I was lured away by Marie-Laure who came down from Cincinnati and Sarah D. who flew in from Virginia for good food and very good wine on Saturday night.  The fellow this week, Rachel, and Iain's nurse, Daniel, who were on duty during the day colluded to persuade Iain it would be a marvelous idea for him to allow me to have a night off. It was very sweet as they all trooped in to tell him how they were all going to take care of him - like they don't anyway!  As you know these doctors and nurses are incredible.  On Friday night Dr. Sandeep signed out of his service then played 45 minutes of Xbox with Iain and was soundly trounced.

Brownies on the 4th Floor

Iain started to recover last night from the collapse of the lower left left and although back on the ventilator yesterday he managed to walk around the whole heart center.  He did the same again today and also went to the 4th floor with a wheelchair to make brownies.  

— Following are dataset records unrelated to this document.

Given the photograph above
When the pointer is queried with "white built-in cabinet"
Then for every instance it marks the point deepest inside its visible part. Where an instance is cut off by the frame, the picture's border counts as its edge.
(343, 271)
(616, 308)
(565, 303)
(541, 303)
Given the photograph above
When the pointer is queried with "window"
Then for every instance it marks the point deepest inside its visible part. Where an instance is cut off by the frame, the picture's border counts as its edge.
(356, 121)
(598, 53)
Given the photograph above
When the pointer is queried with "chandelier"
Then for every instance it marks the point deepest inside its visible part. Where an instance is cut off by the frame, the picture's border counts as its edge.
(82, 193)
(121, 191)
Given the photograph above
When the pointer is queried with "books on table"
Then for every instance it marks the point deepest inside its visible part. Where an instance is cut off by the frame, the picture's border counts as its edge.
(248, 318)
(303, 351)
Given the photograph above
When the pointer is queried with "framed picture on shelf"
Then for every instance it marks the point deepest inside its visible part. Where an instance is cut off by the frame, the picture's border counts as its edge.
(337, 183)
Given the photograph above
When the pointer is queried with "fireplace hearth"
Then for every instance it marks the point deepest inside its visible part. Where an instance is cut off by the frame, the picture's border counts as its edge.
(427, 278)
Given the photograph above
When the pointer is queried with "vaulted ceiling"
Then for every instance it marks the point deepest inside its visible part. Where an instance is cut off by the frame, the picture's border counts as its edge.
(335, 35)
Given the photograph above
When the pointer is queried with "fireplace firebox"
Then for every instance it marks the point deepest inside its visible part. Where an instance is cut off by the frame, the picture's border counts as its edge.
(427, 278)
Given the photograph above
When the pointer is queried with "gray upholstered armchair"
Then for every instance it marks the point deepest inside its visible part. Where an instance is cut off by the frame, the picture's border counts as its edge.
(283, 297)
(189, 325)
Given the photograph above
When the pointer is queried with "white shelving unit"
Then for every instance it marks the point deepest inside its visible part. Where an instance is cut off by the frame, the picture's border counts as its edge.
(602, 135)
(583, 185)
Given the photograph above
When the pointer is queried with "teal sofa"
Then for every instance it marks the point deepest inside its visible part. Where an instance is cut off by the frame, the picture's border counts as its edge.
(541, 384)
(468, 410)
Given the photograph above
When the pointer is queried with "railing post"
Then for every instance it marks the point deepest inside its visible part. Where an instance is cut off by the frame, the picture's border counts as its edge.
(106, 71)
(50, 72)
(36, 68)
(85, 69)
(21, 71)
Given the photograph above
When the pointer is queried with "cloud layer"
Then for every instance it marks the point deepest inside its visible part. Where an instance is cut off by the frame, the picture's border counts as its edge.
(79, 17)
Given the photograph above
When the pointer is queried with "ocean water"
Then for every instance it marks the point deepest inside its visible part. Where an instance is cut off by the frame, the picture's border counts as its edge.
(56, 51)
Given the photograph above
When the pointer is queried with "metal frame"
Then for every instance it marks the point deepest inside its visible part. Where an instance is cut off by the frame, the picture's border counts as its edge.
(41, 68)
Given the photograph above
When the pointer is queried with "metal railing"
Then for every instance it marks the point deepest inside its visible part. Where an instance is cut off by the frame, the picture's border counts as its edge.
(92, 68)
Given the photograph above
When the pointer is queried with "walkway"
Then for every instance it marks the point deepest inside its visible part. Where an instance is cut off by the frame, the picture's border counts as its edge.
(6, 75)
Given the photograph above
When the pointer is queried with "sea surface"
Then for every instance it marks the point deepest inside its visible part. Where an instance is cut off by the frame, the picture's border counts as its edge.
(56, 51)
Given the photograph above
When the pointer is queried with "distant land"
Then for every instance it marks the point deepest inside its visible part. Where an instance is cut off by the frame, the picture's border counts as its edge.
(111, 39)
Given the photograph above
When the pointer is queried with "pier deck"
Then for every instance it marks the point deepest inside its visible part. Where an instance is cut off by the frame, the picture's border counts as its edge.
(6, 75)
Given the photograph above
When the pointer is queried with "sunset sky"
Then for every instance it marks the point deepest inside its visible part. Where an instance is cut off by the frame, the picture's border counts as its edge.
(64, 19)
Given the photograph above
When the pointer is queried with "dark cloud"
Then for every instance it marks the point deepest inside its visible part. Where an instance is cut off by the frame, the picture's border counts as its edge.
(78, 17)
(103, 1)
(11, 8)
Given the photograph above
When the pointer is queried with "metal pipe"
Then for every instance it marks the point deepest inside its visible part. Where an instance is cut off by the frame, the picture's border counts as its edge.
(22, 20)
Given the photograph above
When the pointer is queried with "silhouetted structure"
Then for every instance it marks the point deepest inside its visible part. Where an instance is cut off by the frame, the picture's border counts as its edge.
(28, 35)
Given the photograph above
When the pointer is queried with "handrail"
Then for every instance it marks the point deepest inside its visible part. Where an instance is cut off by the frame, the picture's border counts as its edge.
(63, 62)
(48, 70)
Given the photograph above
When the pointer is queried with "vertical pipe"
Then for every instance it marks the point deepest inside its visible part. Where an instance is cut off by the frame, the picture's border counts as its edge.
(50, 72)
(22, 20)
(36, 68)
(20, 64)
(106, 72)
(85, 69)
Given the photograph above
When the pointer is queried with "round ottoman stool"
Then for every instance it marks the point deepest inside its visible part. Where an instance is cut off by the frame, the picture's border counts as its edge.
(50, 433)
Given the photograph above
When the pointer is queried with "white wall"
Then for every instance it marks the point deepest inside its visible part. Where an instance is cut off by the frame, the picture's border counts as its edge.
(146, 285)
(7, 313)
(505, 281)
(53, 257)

Thursday - One Day it Will Be Funny!

This morning, I awoke to Iain asking the Pulmonologists how quickly he could get off support.  Everyone had been encouraged how yesterday he had done 6 hours off the trache and walked 250 ft without ventilator support.  He asked to go back on the trache collar quickly which just administers a minimal amount of oxygen to speed up his rehab.  As he transitions to the trache collar the secretions which are kept down by the pressures the vent administers start to make him cough and these can be exhausting but he knows it and knows he has to get through it to be able to breath comfortably.  This time, his sats just kept dropping and his heart rate rose.  We initially thought it was  bit anxiety and tried to talk him through it. Eventually we all realized that something was going on.  Ultimately his left lung has collapsed.  The good news is that it may be due to a build up of secretions.  So they are trying to treat that.

Defying Expectations

Iain's goal this morning was to walk with the walker to his doorway and by the end of the week it was to be about 100ft.  This morning he kept walking out of the door.  By this afternoon he had done a solid 250 ft to the acclaim of the entire CIUC unit. He looked so strong people were utterly astonished.  Carol, his PT was positively giddy with excitement.